The television announcer droned on. "This was the scene in Germany just minutes after the announcement of French surrender came. Obviously word of the impending bloodless coup had been deliberately leaked to fascist groups throughout the republic of Germany. Men who had until yesterday planned to join forces with the attack on London, have since switched their allegiance to the group that now controls Paris. The new regime has welcomed them with open arms. However, it remains to be seen whether they will encounter resistance upon reaching the French border."

Remo hopped down from the desk.

"I think we can guarantee them that," he said somberly.

Chiun had alighted to the floor also in a flutter of silk. Together they headed for the door.

"The two of you are going in alone?" Philliston's youthful aide asked, surprised. He turned to his commander. "Might that not be just a touch dangerous, sir?"

Remo and Chiun were just sliding out into the hallway. They vanished down the staircase.

As they were leaving, Sir Guy had taken a longstemmed meerschaum pipe from his pocket. It was carved in the shape of Anne Boleyn's head. Tiny fissures indicated where the pipe had once been cracked and glued back together. Guy stuck the pipe between his lips and lit the already stuffed bowl with a single wooden match. He blew a thoughtful puff of smoke at the ceiling as he shook the flame off the match with a gentle back-and-forth movement.

"Yes," Sir Guy said finally, nodding. "For the Nazis."

THE IMAGE of the marching neo-Nazi forces was beamed via satellite to a small television set in a neat little office in the ancient stone fortress that perched on a small South American mountain peak separate from the rest of the IV village.

The bright blue eyes of Adolf Kluge turned a flinty gray as the line of goose-stepping soldiers marched beyond the camera's range.

Hands clenched in bloodless white knuckles, Kluge rose slowly from behind his large desk. Wordlessly he stepped from the office into the huge stone corridor.

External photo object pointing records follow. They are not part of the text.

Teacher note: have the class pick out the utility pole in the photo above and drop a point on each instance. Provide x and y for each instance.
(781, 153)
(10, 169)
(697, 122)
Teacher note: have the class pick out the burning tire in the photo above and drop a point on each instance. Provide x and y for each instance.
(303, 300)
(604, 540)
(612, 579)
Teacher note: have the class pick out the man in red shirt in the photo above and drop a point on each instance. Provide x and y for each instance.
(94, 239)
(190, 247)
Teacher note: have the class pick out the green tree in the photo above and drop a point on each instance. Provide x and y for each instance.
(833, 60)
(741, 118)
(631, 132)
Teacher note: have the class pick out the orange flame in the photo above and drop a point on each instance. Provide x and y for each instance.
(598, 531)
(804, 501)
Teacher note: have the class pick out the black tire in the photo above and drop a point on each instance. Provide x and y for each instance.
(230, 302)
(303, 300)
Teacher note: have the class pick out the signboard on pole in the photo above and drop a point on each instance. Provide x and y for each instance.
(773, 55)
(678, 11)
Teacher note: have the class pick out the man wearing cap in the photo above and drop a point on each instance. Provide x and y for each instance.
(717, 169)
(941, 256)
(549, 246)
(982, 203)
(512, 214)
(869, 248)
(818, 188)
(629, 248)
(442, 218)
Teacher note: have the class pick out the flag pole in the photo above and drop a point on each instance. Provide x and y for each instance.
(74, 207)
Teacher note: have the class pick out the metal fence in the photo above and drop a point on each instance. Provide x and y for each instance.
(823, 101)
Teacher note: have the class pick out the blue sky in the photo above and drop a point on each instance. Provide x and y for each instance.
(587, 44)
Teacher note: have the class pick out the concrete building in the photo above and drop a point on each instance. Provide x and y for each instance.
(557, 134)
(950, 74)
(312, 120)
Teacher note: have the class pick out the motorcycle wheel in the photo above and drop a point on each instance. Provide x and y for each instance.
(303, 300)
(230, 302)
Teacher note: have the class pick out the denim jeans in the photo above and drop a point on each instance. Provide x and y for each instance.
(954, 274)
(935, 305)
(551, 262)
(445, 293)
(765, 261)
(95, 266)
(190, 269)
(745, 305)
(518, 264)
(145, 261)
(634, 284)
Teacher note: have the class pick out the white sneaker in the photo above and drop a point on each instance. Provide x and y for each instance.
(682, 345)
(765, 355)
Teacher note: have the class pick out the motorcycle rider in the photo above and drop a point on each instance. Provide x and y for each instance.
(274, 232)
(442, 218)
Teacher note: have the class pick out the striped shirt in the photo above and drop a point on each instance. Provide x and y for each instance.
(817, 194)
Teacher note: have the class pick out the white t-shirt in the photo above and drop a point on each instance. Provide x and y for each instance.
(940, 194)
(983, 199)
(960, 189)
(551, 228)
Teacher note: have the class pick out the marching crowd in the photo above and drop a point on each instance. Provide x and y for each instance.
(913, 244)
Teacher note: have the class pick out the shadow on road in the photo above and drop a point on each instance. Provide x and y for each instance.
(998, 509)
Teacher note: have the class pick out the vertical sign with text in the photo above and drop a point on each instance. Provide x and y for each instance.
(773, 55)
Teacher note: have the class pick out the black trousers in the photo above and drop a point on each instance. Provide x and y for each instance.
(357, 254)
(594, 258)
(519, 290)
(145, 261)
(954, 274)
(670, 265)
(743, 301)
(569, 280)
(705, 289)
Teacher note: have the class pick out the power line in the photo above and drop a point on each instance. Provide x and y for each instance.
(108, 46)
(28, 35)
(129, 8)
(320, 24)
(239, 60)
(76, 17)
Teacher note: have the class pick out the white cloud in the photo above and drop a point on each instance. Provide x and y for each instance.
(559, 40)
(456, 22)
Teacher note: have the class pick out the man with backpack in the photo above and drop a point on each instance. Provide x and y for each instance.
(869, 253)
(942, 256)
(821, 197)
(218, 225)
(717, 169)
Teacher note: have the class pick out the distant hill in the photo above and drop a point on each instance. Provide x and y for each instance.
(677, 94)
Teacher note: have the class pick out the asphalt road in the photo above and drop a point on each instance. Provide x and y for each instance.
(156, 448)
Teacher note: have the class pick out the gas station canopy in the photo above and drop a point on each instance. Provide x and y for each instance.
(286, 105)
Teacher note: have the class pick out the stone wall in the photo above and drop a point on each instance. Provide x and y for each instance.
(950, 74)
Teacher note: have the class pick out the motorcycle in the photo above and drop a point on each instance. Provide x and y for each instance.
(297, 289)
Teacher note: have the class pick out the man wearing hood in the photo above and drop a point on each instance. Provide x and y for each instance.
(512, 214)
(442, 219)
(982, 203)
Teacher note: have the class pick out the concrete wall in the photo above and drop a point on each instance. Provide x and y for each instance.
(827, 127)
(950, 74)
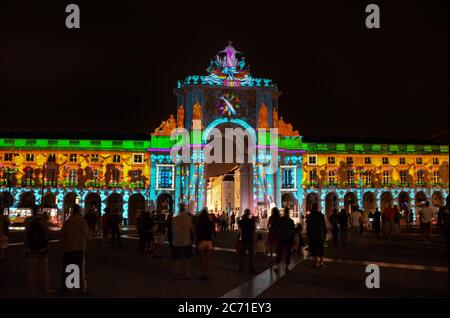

He did not turn the television off.

Chapter 24

Harold Smith pushed aside the heavy drapes in his hotel room, revealing an inch-wide strip of dirty glass.

His vantage point afforded him a fairly unobstructed view of the street three stories below. Occasionally a rental truck whose sides had been repainted red and emblazoned with an enormous black swastika would drive slowly down the road, turning off on a distant side street.

They were making their presence known. A lazy victory lap for the mighty conquerors.